Getting an early jump on pursuing your dreams is important, and it would be hard to jump earlier than did Colin Linden at his destiny in blues and roots music.

“As a little kid I grew up in White Plains, NY and we were right around a lot of things that were going on,” Linden says in the new episode of The String. “One day I saw an advertisement at Sam Ash music for a concert. August 23, 1968 with the Jimi Hendrix Experience, The Chambers Brothers, The Soft Machine and special guest Big Brother and the Holding Company. So me and my Mom and my two brothers went to see Jimi Hendrix. I was eight.”

Then when he was eleven years old, by which time his single mother and his brothers had moved to Toronto, he went to a matinee show featuring Howlin’ Wolf, one of the most intimidating figures to ever play blues music. Colin arrived extra early to get a seat in the all-ages balcony, early enough to see Wolf finishing lunch down below.

“I darted through the balcony and went down the stairs and I introduced myself.
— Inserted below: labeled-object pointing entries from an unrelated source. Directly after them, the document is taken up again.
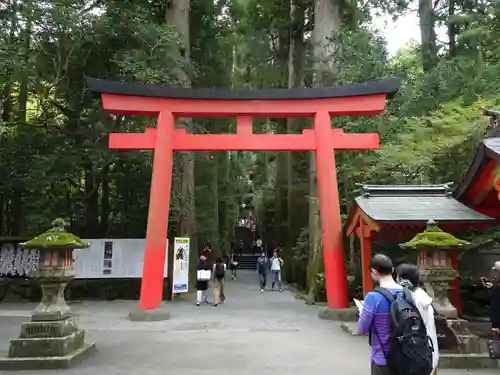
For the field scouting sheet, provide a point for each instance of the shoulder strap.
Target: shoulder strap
(388, 295)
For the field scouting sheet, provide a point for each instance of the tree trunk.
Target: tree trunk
(178, 14)
(281, 205)
(452, 30)
(105, 208)
(17, 198)
(295, 80)
(91, 201)
(327, 22)
(427, 34)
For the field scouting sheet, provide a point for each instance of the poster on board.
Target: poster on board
(109, 258)
(181, 265)
(106, 258)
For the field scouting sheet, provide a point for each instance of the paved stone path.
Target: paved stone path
(252, 333)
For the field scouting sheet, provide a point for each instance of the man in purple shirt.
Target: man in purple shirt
(375, 318)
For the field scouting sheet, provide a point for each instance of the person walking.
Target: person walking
(219, 272)
(276, 265)
(375, 315)
(398, 348)
(262, 270)
(408, 276)
(203, 275)
(233, 265)
(494, 286)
I just felt drawn to meet him. Because I was so fascinated with him after I first heard his music. And he was wonderful to me. I said “Mr. Wolf, I’m only eleven and they won’t let me downstairs but would you come upstairs and talk to me. And he came up the stairs and we spent the afternoon talking.”

Credit colinlinden.com
Teenaged Colin Linden made an album in the late 70s with Sam Chatmon, member of the pre-war Mississippi Sheiks.

With some vital music and career advice under his belt, it wasn’t long before Linden made a sweeping pilgrimage around the Deep South, befriending some of the greats of the rural, pre-War blues. Soon, he was recording with some of them, writing songs, making relationships and touring, and he never had any other life in mind.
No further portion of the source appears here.